All MWA programs employ and integrated approach to WASH: all intervention communities will benefit from improved access to safe water, sanitation, and hygiene education. Funding from TCCAF will allow implementation partners to leverage funding already committed to better meet the full range of community water needs in selected areas of rural Ethiopia and to build local capacity to improve direct implementation strategies in the future through partnerships with local governments and local NGOs.
A key focus of this program is to achieve sustainable access to WASH - particularly sustainable water access. There is increasing interest in water point and sanitation sustainability in the sector. This interest is partly in response to the approximately 36% of hand-pumps in sub-Saharan African countries that have been found to be non-functional over time, as well as the noted failure to achieve full use of sanitation facilities.
School WASH programs also face several sustainability difficulties. This failure to implement sustained interventions reflects many challenges in community governance, technology, and other issues, about which the sector continues to learn. What has amounted to millions of dollars in wasted investments has led to a call to a stronger commitment to sustainability across the sector.
MWA, CRS, WaterAid and World Vision have each signed the WASH sector Sustainability Charter (http://washcharter.org), pledging to take seriously their commitment to provide sustainable WASH services to target communities, forever.
Specific activities that will support the sustainability of this program include:
• A supportive government policy environment and strong engagement and coordination with local and national government structures;
• Active involvement of target communities;
• Use of appropriate technologies;
• Evaluation of the causes of dysfunctional water schemes and sustainable rehabilitation;
• Ongoing and follow-up support to WASH Committees, including refresher trainings from
• Formation of artisan cooperation at woreda or sub-woreda level to create spare part
supply chains and other necessary support services;
• Agreements with woreda offices to stock supply parts with reasonable prices when
other suppliers are unwilling to stock such parts;
• Yield of water sources will be determined to be sufficient and sustainable; and
• Environmentally sustainable WASH interventions, integrating IWRM and climate change adaptation strategies.

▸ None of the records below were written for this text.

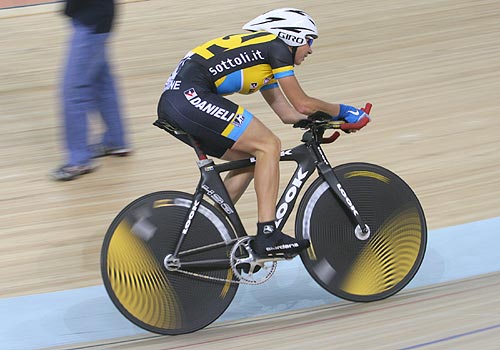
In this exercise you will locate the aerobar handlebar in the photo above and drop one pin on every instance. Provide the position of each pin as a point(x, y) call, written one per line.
point(323, 120)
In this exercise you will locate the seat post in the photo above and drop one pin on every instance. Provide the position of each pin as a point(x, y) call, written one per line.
point(196, 145)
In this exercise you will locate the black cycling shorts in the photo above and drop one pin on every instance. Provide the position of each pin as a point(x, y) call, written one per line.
point(191, 104)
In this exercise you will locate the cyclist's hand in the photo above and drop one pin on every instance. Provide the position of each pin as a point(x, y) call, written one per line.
point(357, 118)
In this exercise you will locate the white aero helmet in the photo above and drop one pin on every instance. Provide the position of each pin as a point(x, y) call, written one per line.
point(291, 25)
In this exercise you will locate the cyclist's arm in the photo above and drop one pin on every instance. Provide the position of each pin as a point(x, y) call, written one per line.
point(280, 105)
point(303, 103)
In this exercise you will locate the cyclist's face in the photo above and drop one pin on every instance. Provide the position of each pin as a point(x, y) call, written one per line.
point(302, 52)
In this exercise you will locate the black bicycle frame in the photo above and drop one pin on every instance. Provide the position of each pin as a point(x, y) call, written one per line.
point(308, 156)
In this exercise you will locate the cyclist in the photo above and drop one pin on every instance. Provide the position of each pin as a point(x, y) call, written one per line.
point(263, 60)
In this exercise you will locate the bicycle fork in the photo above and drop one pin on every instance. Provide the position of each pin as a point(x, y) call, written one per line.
point(362, 230)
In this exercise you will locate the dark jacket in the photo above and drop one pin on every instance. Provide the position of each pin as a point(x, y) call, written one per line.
point(95, 13)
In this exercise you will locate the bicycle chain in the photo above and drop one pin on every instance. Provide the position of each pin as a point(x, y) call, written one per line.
point(234, 269)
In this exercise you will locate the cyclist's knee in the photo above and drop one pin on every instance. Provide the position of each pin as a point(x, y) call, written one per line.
point(271, 146)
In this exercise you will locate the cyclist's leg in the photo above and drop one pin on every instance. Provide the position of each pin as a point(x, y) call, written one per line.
point(260, 142)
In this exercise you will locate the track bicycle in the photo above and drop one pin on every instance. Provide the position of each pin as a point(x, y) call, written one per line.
point(172, 262)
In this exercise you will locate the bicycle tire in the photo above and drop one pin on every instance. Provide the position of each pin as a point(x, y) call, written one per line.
point(133, 271)
point(355, 269)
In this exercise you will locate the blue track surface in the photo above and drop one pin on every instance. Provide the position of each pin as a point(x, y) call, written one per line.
point(87, 314)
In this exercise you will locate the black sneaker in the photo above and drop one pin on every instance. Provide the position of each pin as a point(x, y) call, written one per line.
point(101, 150)
point(70, 172)
point(277, 243)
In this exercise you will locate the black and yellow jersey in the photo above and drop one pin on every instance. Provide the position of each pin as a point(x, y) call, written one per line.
point(244, 63)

Retrospective studies of functionality by MWA-EP partners have shown high levels of long-term sustainability. In 2010, CRS collaborated with the local government and found that 90% of the water points implemented within the previous five years were fully functional. In 2012, WorldVision collaborated with Bahir Dar and Cornell University to assess the functionality of its water schemes over the past eight years finding that 80% were fully functional, 4% were partially functional, 8% were non-functional and 8% were under construction.
While these functionality figures are high, the goal of the MWA-EP is to reach 95% functionality. In 2013, the MWA-EP will undertake an applied research program designed to identify threats to water point sustainability will the help of CGSW to improve long-term sustainability outcomes.